By far the most important aspect of a good physician-patient relationship is communication.4 Whenever possible, I try to talk to my patients as I would a family member or a friend. When I need to make a point, I do not shy away from using personal and/or anecdotal experiences to help drive it home, and rarely do I avoid using humor when appropriate. Given the nature of cardiology, patients often walk into my office very seriously and worried. A little humor can go a long way in helping them feel more relaxed and ready to share their concerns or partake in therapeutic plans.
The second most important feature of a good relationship involves how we make decisions. I often share with my patients the research and guidelines from which I am basing my therapeutic recommendations. I always try my best to make it more understandable, despite variable levels of education, and whenever possible, I draw them diagrams or search for illustrations to help solidify the point.
However, even when they do not understand what I’m explaining, I have found that the mere fact that I took the time to try to explain it to them enhances the trust and confidence they have in me. Further, disclosing what we physicians do not know is equally as important. Physicians notoriously have a hard time admitting that they do not know the answer to a problem, yet much of what we do comes from incomplete research, consensus statements, and pattern recognition from prior experiences.
The truth is, we really do not always have a well-established, evidence-based solution to the problem we are trying to solve. For example, diastolic heart failure remains one of the most difficult and poorly understood conditions to treat. Nearly every clinical trial exploring potential interventions has been negative. Thus, when I discuss medical therapy with my patients, I tell them upfront, “these are the best options we have based on what we do know,” and that they may not work. I discuss the risks, benefits, and alternatives, and I share the decision making with them.

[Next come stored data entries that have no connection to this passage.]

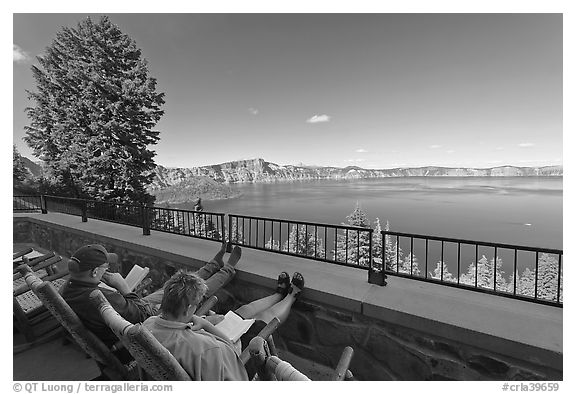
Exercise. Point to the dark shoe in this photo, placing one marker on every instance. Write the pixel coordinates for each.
(283, 283)
(298, 282)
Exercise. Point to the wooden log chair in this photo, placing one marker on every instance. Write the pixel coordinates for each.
(110, 366)
(16, 256)
(30, 317)
(271, 367)
(154, 360)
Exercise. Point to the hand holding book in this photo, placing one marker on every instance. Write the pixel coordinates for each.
(133, 279)
(233, 326)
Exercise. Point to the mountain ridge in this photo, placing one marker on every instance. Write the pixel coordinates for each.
(260, 171)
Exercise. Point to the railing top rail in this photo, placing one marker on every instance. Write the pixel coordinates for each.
(26, 195)
(303, 222)
(481, 243)
(95, 201)
(187, 210)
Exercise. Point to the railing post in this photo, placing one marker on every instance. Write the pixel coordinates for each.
(229, 243)
(374, 276)
(84, 211)
(43, 206)
(223, 222)
(144, 216)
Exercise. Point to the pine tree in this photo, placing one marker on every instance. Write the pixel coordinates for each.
(525, 284)
(19, 171)
(302, 242)
(353, 246)
(236, 234)
(547, 276)
(441, 273)
(410, 265)
(95, 109)
(377, 245)
(486, 275)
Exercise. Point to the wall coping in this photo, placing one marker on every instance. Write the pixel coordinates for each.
(498, 324)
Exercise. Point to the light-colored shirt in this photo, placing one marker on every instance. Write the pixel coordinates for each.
(204, 356)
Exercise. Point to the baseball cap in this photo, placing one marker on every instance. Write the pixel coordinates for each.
(89, 257)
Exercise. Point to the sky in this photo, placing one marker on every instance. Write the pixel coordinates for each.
(371, 90)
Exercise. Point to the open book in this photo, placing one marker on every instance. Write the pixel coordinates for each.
(133, 279)
(234, 326)
(34, 253)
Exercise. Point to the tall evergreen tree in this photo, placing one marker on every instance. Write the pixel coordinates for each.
(392, 251)
(377, 245)
(302, 242)
(485, 273)
(441, 272)
(95, 109)
(353, 246)
(19, 171)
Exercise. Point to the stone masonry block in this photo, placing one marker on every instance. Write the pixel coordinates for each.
(308, 352)
(334, 332)
(365, 367)
(299, 328)
(399, 359)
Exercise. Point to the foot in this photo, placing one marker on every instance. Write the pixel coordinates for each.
(283, 283)
(297, 284)
(220, 254)
(235, 256)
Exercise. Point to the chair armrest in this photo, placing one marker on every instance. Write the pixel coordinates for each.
(45, 264)
(22, 253)
(341, 372)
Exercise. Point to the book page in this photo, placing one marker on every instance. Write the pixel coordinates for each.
(133, 279)
(136, 275)
(34, 253)
(234, 326)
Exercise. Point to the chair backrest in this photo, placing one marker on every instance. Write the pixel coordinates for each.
(89, 342)
(149, 354)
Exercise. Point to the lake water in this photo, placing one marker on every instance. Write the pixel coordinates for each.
(522, 210)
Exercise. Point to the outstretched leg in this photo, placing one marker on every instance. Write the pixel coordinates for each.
(221, 277)
(249, 311)
(211, 267)
(281, 309)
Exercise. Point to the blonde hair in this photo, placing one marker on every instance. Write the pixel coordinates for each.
(183, 289)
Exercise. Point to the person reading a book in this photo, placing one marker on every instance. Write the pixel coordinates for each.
(206, 351)
(88, 267)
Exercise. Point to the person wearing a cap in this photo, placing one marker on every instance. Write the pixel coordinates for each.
(89, 265)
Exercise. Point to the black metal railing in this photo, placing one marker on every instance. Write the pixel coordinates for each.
(197, 224)
(344, 245)
(128, 214)
(27, 203)
(67, 205)
(523, 272)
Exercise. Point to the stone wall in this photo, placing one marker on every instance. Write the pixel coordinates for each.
(316, 332)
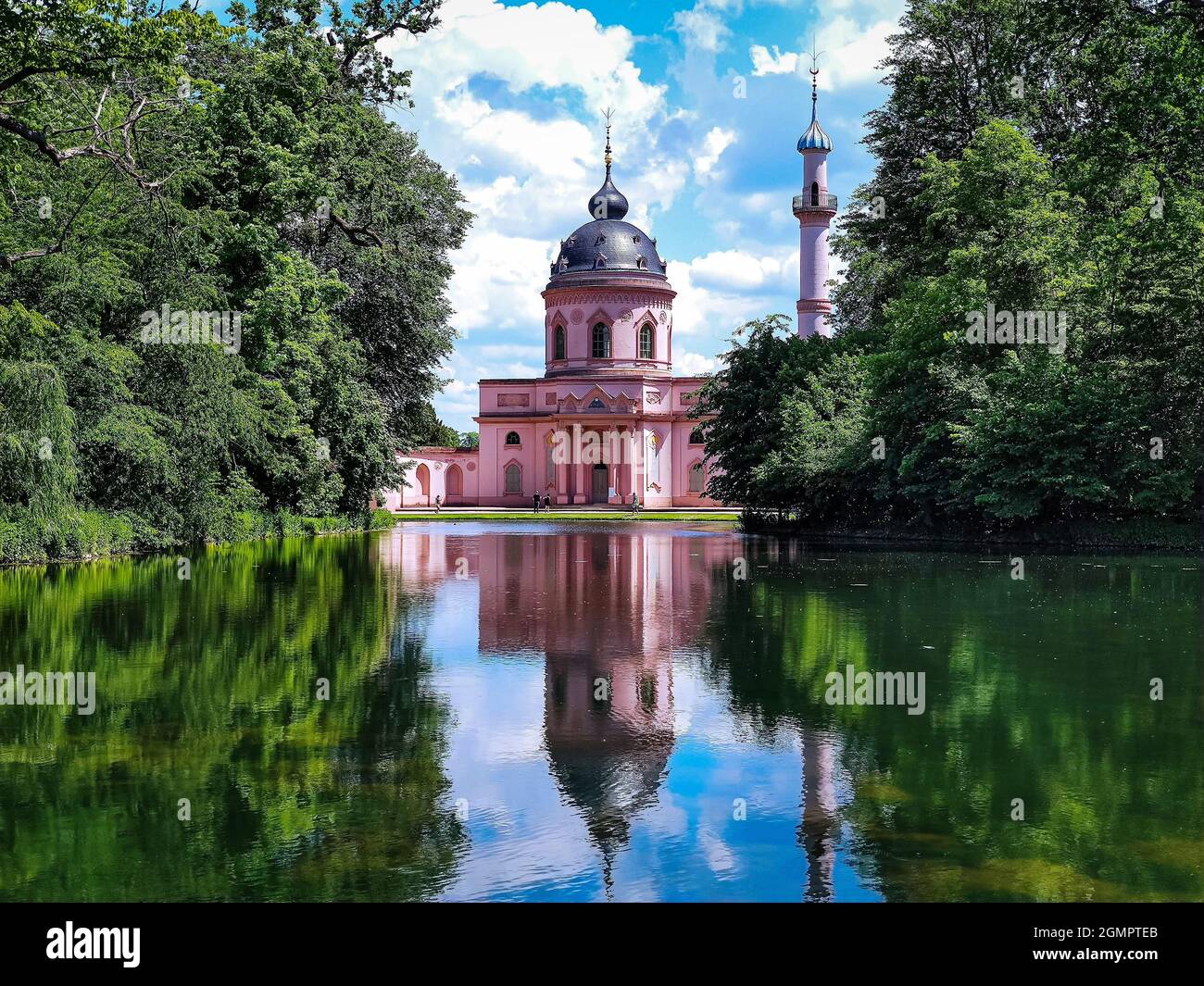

I avoid dumping the final decision on them; rather, I guide them by listening to their concerns, sharing my concerns, and negotiating a plan aimed at improving their well-being. I rarely offer any guarantees, but I offer support, guidance, and an unrelenting promise to work with them until we find a solution that works. That builds both trust and respect, especially when therapeutic interventions fail and alternative therapies need to be proposed. Without the valuable and instrumental trust that develops in a healthy physician-patient relationship, patients may seek care elsewhere or, worse, give up on their own care and suffer poor outcomes.